As a core developer, you don’t need a sponsor for the PEP, and python-dev doesn’t need to be involved - this is the relevant comment in PEP 1:

With the approval of the Steering Council, PEP review and resolution may also occur on a list other than python-dev (for example, distutils-sig for packaging related PEPs that don’t immediately affect the standard library). In these cases, the “Discussions-To” heading in the PEP will identify the appropriate alternative list where discussion, review and pronouncement on the PEP will occur.

Thank you!
I’m happy with the PEP and I believe I’ve addressed all the discussion points. So, please pronounce when you get to it!

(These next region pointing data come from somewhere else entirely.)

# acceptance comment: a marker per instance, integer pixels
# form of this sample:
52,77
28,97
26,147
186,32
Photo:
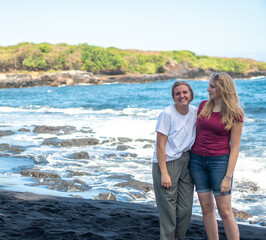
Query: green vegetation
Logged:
57,57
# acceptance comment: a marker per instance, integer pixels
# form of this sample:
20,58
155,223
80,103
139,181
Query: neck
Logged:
183,110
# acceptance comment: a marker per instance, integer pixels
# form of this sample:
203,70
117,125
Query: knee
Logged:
225,213
207,209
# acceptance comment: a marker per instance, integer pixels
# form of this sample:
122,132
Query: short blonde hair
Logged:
179,83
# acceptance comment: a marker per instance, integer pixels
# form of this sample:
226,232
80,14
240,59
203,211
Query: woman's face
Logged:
212,90
182,95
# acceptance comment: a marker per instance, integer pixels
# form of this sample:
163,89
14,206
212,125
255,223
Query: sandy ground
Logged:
31,216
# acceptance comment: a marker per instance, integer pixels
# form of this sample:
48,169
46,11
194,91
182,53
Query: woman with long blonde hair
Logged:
215,152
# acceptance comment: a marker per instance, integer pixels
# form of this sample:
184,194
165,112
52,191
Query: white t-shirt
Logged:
180,129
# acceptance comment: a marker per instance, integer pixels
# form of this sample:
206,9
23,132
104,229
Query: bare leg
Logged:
225,210
209,219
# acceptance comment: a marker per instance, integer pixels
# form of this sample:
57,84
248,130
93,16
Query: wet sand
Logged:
31,216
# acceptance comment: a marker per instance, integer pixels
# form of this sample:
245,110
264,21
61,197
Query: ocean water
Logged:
108,113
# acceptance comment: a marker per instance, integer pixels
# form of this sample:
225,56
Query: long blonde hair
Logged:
231,110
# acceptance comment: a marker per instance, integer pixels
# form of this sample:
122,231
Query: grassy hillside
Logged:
43,57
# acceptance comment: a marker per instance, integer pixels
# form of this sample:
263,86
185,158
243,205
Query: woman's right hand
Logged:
166,181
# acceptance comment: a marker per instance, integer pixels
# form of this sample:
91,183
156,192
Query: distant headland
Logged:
29,64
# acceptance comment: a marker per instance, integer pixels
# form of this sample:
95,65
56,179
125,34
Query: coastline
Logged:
31,216
13,80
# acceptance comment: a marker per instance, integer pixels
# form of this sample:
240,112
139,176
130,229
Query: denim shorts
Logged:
208,172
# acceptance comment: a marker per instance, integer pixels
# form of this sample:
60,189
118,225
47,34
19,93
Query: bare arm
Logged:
161,157
235,143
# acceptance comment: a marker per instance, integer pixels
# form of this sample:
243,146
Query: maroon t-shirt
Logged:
211,139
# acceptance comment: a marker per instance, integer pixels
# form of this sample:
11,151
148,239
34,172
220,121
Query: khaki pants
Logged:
174,204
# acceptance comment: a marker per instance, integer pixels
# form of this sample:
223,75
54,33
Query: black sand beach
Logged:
31,216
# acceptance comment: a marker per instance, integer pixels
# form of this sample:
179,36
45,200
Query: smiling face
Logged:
182,95
212,90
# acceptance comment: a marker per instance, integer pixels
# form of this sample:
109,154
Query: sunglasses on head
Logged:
216,76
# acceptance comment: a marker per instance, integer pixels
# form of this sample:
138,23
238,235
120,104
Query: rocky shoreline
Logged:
73,181
31,216
11,80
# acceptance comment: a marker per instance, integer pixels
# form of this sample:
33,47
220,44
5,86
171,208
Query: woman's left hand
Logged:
225,185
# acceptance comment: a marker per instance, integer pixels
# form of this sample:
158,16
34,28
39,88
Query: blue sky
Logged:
223,28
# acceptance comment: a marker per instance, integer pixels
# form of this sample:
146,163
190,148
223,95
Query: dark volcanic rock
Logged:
54,130
71,142
7,148
37,174
24,130
173,70
54,181
80,155
73,174
105,196
4,133
146,187
148,146
122,147
124,140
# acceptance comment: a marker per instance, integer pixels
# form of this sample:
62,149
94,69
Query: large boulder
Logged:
71,142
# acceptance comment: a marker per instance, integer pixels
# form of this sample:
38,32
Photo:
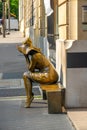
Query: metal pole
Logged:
4,26
9,16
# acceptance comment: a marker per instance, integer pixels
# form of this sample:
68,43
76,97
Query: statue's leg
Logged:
28,89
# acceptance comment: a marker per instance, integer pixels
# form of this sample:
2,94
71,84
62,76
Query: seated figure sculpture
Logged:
40,69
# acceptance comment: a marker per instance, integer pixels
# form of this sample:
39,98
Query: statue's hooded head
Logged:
27,48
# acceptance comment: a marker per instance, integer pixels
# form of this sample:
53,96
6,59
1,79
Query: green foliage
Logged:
14,7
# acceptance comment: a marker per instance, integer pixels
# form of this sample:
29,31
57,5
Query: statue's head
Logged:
27,48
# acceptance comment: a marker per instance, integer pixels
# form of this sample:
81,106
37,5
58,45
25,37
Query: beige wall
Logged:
70,20
82,31
73,19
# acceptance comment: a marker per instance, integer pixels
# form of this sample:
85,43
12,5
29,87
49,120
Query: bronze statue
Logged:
40,69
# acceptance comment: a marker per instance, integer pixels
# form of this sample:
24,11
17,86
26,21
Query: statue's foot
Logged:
28,102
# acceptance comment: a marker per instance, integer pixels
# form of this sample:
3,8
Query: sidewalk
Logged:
16,117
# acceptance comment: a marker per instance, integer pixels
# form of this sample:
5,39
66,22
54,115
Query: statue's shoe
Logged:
28,102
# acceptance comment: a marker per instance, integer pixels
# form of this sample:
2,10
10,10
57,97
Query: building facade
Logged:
65,30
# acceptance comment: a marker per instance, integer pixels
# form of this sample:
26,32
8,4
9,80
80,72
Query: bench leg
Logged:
54,102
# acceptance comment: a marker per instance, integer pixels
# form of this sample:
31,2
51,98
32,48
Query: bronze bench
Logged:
55,96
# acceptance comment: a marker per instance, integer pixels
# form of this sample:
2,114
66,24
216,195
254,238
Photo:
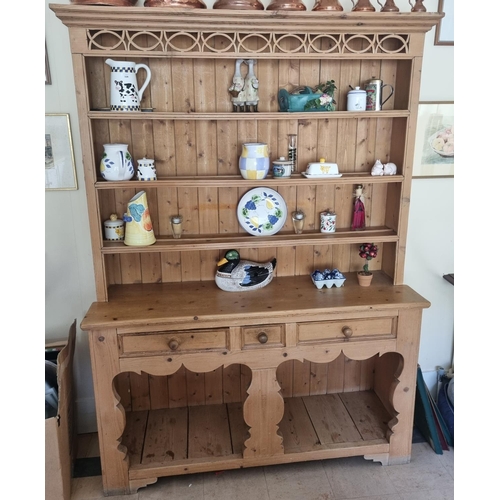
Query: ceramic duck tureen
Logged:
236,275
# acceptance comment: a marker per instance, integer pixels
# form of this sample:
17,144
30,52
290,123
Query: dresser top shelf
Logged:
203,303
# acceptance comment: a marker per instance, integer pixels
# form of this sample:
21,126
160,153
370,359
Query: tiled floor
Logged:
427,477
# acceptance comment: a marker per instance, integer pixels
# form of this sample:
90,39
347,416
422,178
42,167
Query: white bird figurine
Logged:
235,275
378,168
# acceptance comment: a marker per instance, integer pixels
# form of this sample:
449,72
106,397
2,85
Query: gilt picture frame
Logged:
435,140
60,171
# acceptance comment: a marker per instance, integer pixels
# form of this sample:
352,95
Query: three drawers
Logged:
169,342
349,329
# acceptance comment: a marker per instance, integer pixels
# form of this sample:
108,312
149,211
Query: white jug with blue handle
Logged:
124,93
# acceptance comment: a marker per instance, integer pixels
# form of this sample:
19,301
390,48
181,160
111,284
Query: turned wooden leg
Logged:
263,410
110,415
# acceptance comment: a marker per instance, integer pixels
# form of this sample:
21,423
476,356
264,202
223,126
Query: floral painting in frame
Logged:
435,140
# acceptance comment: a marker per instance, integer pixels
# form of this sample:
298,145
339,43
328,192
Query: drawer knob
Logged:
262,337
347,331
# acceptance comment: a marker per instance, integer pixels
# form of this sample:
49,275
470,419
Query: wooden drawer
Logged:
196,340
262,336
347,329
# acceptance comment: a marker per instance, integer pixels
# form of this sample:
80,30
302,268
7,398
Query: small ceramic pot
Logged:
328,221
114,229
254,161
146,170
282,167
356,100
364,280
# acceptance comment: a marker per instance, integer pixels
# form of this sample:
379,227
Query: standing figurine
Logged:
358,216
251,87
237,87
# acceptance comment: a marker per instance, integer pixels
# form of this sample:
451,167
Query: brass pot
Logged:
238,5
286,5
332,5
191,4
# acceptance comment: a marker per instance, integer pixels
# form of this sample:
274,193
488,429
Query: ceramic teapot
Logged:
116,163
124,93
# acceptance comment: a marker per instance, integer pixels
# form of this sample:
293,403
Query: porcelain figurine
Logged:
358,215
390,169
251,87
236,275
237,88
378,168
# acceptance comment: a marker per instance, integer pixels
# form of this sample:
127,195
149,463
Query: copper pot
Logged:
286,5
191,4
238,5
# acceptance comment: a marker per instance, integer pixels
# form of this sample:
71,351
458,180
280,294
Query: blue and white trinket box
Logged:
328,278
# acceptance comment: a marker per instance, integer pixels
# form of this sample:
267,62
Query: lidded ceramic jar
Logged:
114,228
282,167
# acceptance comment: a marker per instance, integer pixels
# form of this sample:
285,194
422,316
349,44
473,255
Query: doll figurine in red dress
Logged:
358,216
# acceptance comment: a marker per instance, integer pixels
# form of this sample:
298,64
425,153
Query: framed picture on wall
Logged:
60,172
435,140
445,29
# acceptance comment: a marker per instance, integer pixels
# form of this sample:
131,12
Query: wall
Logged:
69,280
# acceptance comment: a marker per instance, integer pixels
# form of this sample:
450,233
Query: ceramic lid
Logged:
114,221
322,168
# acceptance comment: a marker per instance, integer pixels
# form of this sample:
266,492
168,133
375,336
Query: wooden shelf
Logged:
192,435
225,116
218,241
238,181
165,304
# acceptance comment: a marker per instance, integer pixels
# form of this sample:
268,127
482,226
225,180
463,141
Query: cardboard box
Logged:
59,430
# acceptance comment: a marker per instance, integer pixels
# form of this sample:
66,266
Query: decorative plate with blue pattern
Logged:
262,211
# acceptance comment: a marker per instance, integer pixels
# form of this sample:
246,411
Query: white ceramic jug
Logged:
116,163
124,93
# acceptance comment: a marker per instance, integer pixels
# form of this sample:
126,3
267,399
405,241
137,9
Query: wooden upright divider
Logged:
190,378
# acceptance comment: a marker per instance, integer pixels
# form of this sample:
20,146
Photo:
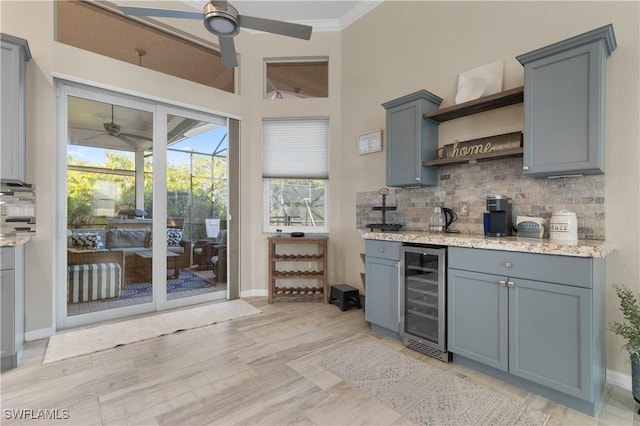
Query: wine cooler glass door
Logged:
423,295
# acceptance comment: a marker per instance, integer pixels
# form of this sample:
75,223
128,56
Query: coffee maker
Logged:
497,220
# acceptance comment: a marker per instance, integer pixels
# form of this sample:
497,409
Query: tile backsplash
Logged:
472,183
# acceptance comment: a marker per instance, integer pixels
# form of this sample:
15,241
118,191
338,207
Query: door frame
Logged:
159,109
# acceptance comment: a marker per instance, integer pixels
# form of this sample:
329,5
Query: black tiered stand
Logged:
384,226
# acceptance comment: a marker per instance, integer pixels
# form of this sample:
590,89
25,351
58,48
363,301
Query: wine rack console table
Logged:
300,261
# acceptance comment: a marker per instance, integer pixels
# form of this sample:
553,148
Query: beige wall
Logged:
425,46
401,47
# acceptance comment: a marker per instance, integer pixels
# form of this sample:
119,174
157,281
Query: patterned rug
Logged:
426,394
185,282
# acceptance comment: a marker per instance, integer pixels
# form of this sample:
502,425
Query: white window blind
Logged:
295,148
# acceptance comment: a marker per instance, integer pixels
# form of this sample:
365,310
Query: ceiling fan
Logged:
223,20
115,130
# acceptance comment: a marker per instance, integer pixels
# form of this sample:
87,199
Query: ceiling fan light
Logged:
220,25
221,20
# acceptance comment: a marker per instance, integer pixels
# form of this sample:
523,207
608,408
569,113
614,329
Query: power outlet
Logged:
464,208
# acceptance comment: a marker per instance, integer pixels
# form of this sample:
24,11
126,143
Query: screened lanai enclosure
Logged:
110,170
137,174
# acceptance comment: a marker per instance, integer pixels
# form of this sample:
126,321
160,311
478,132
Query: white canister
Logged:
563,226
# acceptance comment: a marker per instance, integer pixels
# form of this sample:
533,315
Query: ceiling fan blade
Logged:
162,13
131,135
132,144
276,27
97,135
228,52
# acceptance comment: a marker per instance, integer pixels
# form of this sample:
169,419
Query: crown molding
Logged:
357,12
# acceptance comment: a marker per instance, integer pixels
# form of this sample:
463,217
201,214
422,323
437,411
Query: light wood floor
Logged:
259,370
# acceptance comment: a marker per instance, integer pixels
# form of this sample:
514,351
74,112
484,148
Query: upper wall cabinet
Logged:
565,105
15,54
411,140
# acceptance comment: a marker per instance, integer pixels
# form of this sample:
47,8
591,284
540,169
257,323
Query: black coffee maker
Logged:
497,219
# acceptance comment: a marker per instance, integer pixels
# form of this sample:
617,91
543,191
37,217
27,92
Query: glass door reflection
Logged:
109,203
197,202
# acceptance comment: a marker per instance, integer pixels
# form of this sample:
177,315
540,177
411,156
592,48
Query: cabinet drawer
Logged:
383,249
576,271
6,258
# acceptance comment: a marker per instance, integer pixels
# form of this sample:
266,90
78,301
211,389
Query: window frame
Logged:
266,186
268,228
293,61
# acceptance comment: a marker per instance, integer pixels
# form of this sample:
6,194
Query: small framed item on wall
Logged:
370,142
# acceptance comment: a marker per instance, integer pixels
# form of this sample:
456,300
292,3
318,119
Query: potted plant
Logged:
630,331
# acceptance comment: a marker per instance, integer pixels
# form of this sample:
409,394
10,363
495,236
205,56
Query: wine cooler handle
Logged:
400,294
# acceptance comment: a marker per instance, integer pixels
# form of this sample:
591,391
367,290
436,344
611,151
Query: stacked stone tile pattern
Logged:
472,183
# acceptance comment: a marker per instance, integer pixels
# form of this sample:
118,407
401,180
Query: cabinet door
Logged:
564,113
478,317
411,139
381,301
7,320
11,113
403,137
550,336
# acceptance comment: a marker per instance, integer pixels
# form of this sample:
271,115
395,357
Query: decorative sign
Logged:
481,146
370,142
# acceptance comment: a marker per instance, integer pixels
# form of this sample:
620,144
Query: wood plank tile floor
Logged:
260,370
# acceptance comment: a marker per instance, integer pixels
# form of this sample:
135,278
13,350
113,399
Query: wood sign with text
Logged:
481,146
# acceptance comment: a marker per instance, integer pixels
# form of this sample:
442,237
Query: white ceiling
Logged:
323,15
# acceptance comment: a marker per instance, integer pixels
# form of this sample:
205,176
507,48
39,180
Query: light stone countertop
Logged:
14,240
582,248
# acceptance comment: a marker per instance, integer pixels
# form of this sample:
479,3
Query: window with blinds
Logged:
295,171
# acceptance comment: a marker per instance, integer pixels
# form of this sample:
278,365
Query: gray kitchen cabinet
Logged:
11,305
565,105
15,54
474,299
411,140
382,286
536,318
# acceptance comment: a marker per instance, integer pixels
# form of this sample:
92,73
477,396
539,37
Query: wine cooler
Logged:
423,316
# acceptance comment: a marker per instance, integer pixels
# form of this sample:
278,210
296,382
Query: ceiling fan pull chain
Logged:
140,53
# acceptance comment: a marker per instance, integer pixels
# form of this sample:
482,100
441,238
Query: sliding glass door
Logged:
197,205
144,190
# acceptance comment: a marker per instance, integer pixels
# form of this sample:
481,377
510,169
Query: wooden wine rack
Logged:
315,252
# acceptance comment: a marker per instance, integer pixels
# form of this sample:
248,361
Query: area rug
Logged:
426,394
186,281
88,340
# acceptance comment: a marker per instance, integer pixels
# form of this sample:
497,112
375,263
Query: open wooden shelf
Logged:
317,256
486,103
505,153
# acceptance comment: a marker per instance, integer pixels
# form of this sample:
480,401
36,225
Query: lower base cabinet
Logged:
539,318
382,285
11,305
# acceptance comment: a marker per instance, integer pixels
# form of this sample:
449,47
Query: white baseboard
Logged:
619,379
254,293
43,333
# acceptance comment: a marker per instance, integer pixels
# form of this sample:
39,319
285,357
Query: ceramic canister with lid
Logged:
563,226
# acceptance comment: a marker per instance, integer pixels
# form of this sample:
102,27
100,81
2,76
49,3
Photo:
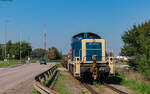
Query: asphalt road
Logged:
11,77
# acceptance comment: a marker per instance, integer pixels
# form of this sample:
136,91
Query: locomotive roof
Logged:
89,33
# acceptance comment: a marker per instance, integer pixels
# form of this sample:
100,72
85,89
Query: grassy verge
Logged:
132,80
60,86
48,82
59,65
9,63
136,87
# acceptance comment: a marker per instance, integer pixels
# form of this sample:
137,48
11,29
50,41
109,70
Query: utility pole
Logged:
45,36
5,40
20,46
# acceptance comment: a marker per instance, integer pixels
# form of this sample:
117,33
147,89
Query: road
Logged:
11,77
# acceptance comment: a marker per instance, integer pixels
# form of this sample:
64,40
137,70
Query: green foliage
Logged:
53,54
24,47
137,87
137,46
10,63
14,49
34,91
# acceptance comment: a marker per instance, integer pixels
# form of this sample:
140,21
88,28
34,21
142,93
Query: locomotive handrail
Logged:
41,89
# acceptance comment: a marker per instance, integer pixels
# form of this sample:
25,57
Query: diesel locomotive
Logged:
88,56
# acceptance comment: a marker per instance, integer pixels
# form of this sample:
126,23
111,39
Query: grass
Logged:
132,80
9,63
59,65
46,83
34,91
137,87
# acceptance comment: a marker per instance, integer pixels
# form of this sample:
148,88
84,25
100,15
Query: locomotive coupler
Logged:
94,70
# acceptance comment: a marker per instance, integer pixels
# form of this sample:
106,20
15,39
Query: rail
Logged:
41,89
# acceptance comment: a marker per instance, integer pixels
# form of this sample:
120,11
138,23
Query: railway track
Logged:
89,88
114,89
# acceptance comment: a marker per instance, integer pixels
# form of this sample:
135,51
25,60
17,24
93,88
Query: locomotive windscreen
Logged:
93,48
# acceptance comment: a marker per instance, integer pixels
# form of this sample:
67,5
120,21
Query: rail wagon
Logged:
88,56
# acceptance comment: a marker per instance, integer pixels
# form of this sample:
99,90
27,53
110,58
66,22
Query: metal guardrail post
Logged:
43,77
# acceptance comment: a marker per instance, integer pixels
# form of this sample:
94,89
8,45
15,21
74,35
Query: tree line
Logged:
137,46
24,49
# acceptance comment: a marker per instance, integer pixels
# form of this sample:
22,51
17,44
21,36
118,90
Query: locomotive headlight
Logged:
94,57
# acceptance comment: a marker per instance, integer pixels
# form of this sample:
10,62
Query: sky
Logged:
65,18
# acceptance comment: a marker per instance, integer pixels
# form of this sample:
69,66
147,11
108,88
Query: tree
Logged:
8,47
25,49
137,45
1,54
53,54
38,53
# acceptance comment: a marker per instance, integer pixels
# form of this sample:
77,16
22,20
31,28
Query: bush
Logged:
143,65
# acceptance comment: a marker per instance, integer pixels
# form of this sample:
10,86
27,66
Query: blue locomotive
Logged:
88,55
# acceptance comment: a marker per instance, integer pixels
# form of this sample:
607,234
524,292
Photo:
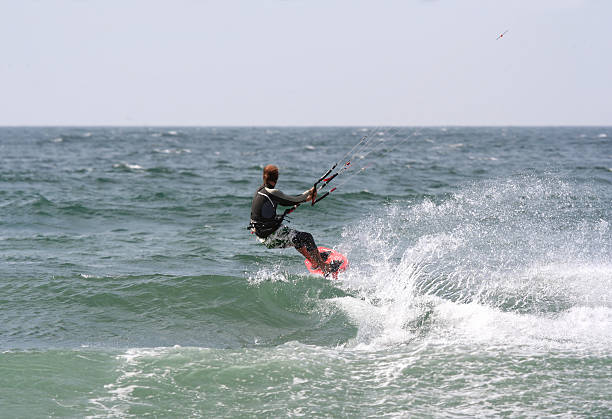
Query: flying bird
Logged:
501,36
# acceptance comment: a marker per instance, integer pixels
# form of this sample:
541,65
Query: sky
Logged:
305,62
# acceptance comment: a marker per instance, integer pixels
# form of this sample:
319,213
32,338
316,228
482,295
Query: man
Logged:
268,226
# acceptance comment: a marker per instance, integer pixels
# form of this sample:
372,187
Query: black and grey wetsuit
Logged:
263,210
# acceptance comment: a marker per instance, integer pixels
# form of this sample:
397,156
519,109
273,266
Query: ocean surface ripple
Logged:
480,278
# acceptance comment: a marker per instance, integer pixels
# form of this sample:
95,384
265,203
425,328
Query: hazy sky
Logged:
305,62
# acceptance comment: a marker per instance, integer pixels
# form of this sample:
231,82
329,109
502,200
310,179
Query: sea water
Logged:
480,277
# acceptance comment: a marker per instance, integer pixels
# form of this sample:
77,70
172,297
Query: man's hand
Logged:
312,195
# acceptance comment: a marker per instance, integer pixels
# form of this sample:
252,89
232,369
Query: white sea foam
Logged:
128,166
504,263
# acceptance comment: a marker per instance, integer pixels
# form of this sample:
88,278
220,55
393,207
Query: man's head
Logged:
270,175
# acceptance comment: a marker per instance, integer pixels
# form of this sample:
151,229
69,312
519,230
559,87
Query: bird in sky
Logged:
502,35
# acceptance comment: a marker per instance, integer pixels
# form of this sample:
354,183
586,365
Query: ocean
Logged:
479,282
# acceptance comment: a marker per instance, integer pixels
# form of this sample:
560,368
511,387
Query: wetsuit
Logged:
267,225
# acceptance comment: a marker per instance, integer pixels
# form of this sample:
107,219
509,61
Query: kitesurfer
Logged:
269,228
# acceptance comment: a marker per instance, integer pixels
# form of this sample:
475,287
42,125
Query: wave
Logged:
522,261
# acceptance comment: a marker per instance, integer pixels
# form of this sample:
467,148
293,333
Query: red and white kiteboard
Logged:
329,256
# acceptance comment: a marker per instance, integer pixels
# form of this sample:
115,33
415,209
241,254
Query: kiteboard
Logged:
332,257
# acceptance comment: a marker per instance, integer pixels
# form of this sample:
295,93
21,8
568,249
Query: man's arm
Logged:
289,200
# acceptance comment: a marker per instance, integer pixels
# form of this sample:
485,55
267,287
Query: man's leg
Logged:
304,243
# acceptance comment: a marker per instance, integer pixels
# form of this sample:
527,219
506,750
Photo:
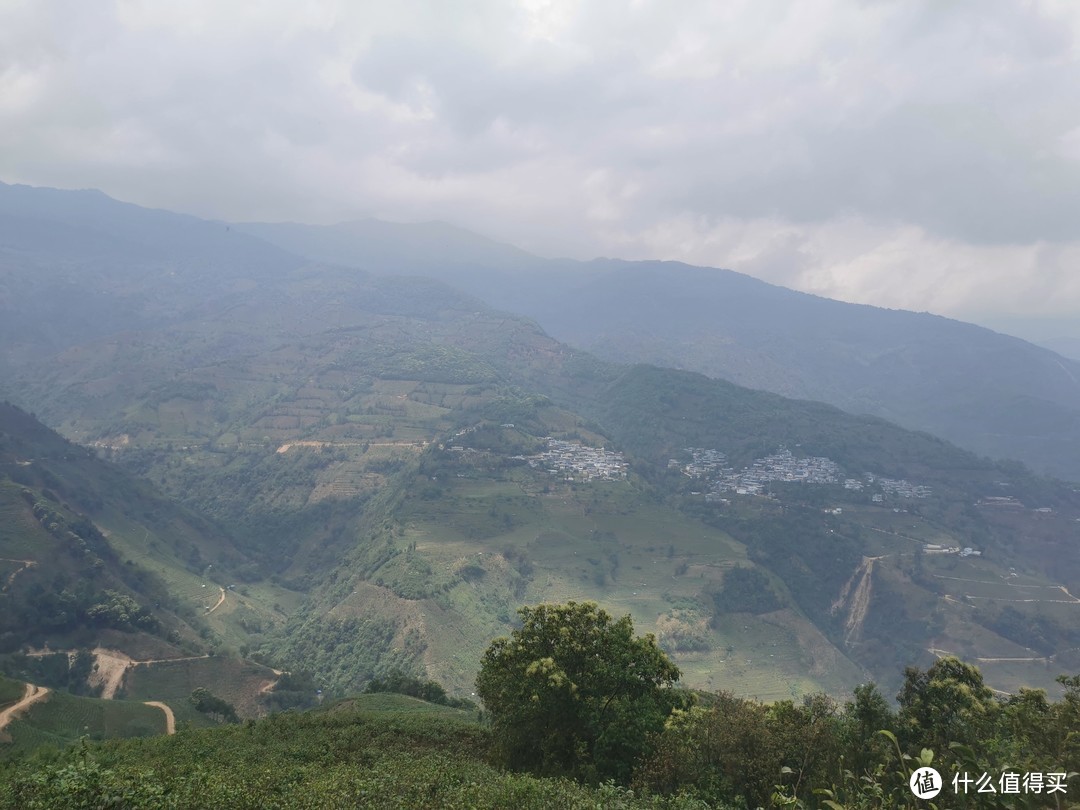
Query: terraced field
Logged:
63,718
604,541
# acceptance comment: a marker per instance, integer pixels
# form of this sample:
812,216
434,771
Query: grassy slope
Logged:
62,719
408,757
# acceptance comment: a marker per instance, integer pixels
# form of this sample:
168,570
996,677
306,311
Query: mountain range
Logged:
373,458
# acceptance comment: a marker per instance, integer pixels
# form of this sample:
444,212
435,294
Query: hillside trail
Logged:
110,671
860,601
11,579
31,694
170,717
112,665
219,603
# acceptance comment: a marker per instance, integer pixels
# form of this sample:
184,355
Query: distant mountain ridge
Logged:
366,442
989,392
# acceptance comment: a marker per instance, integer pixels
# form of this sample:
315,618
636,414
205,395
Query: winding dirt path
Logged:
31,694
170,717
26,564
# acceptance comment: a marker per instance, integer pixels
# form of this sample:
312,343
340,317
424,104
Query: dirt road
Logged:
170,717
30,696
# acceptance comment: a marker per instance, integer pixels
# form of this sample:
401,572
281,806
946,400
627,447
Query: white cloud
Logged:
920,154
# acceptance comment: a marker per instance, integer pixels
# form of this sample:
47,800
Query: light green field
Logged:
237,682
62,718
391,702
604,541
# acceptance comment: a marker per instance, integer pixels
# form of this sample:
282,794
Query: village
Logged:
783,466
575,461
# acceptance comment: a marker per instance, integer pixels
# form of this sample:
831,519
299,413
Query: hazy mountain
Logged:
993,393
366,442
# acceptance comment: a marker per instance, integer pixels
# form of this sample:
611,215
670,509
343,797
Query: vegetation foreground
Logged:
583,714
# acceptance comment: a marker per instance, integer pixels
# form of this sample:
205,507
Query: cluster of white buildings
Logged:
576,461
899,487
781,466
784,466
937,549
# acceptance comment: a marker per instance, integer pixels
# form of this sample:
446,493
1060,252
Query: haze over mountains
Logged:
392,463
993,393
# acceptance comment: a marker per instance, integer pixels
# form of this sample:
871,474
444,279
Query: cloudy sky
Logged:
915,154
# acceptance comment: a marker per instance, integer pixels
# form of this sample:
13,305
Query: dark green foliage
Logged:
746,591
346,652
319,759
575,692
737,748
401,683
946,703
293,690
214,706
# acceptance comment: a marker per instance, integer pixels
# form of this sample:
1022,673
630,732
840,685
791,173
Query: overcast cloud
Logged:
915,154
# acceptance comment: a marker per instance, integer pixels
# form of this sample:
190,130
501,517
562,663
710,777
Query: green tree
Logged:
946,703
574,692
210,704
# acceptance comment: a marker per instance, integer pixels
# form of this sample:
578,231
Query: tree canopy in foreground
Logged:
576,692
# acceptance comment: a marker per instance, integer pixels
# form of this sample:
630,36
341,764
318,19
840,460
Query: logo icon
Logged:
926,783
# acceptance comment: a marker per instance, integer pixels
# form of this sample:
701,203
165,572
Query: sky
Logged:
912,154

I don’t think it’s controversial, but are there semantics that you think would help? What if the file contained an uninstall shell command so that other tools could at least remove (and perhaps replace) installations? (With the lack of a command implying “cannot remove”)

Perhaps that would enable too much fighting between tools if (e.g.) pip and conda both insist on uninstalling each other’s numpy whenever you touch them…

There’s actually a significant number of Conda packages out there right now packaged improperly to have their INSTALLER files say pip. I wouldn’t worry about this too much since very few people bother to complain when pip “incorrectly” uninstalls those Conda-installed packages.

1 Like

I’ve responded/re-asked in a new thread: Which tools can uninstall an installed project, and how?

I’m sorry - I dropped the ball on this (mostly my own fault, but I’ll also blame Discourse for having no way to mark messages as unread or for later review :slightly_frowning_face:)

I’ll get to this tonight. Please ping me if I forget…